Fu proprio quel viadotto a riportarla alla luce. Nel 1973, durante i lavori di costruzione dell'autostrada Messina-Palermo (l'odierna A20), le ruspe intercettarono strutture murarie antiche. Gli scavi rivelarono una grande residenza signorile del IV secolo dopo Cristo, l'epoca tardoantica in cui le famiglie più ricche dell'impero costruivano dimore sontuose lontano dal caos delle città. La villa si estende per circa ventimila metri quadrati, costruita sui resti di un edificio più antico.

Il cuore del complesso è un ampio peristilio quadrangolare, circondato da un portico su quattro lati e affacciato su un cortile-giardino. È qui che si concentra la meraviglia: pavimenti a mosaico policromo con riquadri delimitati da festoni di alloro, intrecci e meandri spezzati, e ancora medaglioni e ottagoni che racchiudono figure di animali. A sud si apre una grande sala a tre absidi, il triconco, dove si svolgevano i banchetti e i ricevimenti.

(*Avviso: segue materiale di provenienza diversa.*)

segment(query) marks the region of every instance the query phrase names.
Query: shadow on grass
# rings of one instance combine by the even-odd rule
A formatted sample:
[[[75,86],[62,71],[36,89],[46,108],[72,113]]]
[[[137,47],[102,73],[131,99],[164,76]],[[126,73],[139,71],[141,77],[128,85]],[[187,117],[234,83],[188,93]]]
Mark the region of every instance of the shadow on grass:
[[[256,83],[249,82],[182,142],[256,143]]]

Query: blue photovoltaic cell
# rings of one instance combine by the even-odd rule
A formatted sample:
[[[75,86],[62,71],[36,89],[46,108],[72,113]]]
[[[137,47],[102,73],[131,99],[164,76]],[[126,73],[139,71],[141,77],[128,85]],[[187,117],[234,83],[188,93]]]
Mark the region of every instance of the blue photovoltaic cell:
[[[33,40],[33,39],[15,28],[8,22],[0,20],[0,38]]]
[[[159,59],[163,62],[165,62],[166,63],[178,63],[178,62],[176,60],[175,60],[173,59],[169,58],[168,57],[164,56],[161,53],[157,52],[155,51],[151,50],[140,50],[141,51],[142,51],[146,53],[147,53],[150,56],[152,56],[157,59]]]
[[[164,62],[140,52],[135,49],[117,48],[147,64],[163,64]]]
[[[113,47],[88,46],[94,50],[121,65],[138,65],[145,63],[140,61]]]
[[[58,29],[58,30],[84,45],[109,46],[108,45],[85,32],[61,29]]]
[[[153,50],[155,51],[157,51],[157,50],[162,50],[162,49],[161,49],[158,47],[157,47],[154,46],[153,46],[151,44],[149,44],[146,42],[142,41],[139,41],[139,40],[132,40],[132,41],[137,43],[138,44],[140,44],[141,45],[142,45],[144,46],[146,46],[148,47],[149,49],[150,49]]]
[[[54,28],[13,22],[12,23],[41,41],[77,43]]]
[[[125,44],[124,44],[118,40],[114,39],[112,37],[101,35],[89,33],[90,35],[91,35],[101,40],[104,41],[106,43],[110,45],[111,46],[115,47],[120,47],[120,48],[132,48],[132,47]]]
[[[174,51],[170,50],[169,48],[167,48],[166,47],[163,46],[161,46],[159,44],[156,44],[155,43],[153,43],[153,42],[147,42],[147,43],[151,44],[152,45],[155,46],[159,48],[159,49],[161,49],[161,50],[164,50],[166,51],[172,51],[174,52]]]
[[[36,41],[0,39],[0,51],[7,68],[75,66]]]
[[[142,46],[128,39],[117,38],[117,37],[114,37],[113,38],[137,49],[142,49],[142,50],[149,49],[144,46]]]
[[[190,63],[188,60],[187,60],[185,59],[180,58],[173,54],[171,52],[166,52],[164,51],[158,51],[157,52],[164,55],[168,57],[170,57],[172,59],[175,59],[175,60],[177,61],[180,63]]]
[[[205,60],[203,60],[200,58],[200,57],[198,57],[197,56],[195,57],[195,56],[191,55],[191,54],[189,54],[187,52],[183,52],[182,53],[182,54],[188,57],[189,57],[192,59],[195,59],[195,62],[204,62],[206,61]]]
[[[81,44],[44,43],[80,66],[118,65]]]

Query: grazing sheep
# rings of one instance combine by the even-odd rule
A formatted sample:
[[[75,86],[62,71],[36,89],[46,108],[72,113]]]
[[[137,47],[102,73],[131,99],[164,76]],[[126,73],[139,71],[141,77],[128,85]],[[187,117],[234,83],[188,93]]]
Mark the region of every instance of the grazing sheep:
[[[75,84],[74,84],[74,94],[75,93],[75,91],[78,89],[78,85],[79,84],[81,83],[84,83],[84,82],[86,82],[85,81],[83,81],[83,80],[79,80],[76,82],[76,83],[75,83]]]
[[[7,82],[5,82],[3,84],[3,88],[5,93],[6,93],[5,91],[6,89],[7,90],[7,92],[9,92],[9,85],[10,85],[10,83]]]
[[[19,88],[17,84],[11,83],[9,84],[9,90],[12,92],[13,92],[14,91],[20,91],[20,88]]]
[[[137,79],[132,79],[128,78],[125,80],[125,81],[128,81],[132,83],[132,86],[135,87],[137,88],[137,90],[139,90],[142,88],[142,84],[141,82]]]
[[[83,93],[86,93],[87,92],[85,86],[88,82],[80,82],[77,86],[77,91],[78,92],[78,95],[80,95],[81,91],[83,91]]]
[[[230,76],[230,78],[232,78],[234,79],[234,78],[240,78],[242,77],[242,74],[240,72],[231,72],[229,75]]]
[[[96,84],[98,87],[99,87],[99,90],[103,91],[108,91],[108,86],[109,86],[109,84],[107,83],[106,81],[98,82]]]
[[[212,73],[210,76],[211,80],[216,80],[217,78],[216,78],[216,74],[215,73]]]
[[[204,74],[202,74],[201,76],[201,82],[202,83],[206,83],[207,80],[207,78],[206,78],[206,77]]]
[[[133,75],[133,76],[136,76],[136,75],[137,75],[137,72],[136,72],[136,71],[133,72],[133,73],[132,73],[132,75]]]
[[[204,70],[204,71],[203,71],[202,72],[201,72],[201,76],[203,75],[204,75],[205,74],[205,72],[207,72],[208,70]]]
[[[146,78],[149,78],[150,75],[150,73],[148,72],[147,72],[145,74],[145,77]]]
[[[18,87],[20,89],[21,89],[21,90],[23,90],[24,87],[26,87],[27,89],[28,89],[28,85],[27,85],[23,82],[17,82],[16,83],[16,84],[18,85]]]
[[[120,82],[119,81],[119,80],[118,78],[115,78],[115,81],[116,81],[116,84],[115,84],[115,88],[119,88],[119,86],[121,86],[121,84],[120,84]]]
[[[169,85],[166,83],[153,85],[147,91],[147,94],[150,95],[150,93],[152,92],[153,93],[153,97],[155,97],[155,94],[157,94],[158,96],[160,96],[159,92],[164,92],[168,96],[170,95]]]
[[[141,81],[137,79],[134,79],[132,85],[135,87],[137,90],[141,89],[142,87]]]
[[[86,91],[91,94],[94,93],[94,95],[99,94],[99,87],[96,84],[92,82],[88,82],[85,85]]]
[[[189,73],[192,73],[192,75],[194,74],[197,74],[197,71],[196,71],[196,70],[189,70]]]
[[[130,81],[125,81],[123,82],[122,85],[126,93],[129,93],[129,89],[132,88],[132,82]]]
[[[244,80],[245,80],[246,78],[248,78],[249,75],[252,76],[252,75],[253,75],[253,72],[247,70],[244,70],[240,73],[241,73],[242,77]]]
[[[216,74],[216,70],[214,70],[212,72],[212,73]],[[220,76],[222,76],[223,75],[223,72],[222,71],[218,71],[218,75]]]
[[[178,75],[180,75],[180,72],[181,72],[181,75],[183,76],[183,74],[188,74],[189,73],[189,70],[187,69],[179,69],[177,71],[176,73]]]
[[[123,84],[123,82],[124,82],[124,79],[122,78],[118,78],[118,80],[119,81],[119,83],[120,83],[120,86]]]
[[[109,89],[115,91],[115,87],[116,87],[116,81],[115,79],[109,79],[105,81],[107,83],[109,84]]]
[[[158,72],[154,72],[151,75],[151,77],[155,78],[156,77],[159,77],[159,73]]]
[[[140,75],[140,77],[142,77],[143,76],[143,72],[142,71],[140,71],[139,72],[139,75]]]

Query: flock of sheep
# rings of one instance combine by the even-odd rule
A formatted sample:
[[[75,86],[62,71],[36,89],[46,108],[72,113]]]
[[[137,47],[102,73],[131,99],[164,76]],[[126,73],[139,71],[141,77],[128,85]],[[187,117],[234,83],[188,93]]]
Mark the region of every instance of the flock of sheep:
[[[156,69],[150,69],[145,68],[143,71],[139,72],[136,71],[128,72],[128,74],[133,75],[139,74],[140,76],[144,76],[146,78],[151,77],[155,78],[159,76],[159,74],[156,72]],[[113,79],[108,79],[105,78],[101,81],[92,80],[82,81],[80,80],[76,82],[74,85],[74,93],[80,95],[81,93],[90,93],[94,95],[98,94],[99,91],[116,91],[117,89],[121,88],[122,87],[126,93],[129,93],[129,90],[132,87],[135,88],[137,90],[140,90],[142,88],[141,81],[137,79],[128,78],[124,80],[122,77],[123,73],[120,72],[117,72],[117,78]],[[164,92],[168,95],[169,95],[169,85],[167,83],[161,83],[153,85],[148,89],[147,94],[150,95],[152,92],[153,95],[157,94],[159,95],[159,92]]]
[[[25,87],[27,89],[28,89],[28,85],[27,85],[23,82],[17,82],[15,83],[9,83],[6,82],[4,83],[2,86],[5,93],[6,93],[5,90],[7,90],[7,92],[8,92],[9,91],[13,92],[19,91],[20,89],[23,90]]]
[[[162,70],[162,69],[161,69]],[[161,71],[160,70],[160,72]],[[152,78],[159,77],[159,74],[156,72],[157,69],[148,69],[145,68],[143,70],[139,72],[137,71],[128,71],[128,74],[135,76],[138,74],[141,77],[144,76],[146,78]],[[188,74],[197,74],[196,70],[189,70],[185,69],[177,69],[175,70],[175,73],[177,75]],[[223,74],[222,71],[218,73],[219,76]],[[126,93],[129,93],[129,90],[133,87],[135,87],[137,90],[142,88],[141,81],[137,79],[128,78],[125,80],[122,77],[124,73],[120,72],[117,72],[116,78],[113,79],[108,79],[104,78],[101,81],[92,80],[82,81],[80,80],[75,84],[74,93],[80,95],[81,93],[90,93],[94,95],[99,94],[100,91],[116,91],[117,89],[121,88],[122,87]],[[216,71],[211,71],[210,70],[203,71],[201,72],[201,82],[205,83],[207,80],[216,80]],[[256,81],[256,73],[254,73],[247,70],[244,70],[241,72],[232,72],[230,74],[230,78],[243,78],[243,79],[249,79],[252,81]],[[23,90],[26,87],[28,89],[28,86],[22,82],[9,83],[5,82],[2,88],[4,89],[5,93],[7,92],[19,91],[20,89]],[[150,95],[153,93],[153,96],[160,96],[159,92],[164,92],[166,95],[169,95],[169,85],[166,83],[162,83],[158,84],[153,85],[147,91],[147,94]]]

I mosaici, secondo gli studiosi, rimandano a maestranze di tradizione africana, anche se di fattura più semplice rispetto ai celebri pavimenti di Piazza Armerina. Probabilmente lavorò qui un'officina locale, più a suo agio con i motivi ornamentali che con le grandi scene figurate. La villa fu abbandonata dopo un violento terremoto, intorno al 400, e in età bizantina alcuni ambienti vennero riabitati.

Oggi il sito fa parte del Parco archeologico di Tindari e resta sorprendentemente tranquillo. Mentre i turisti affollano i mosaici della Villa del Casale, qui si cammina quasi soli su passerelle sospese, con il rumore lontano delle auto sopra la testa. Un consiglio: abbinate la visita a Tindari, poco distante, per una giornata fuori dalle rotte battute.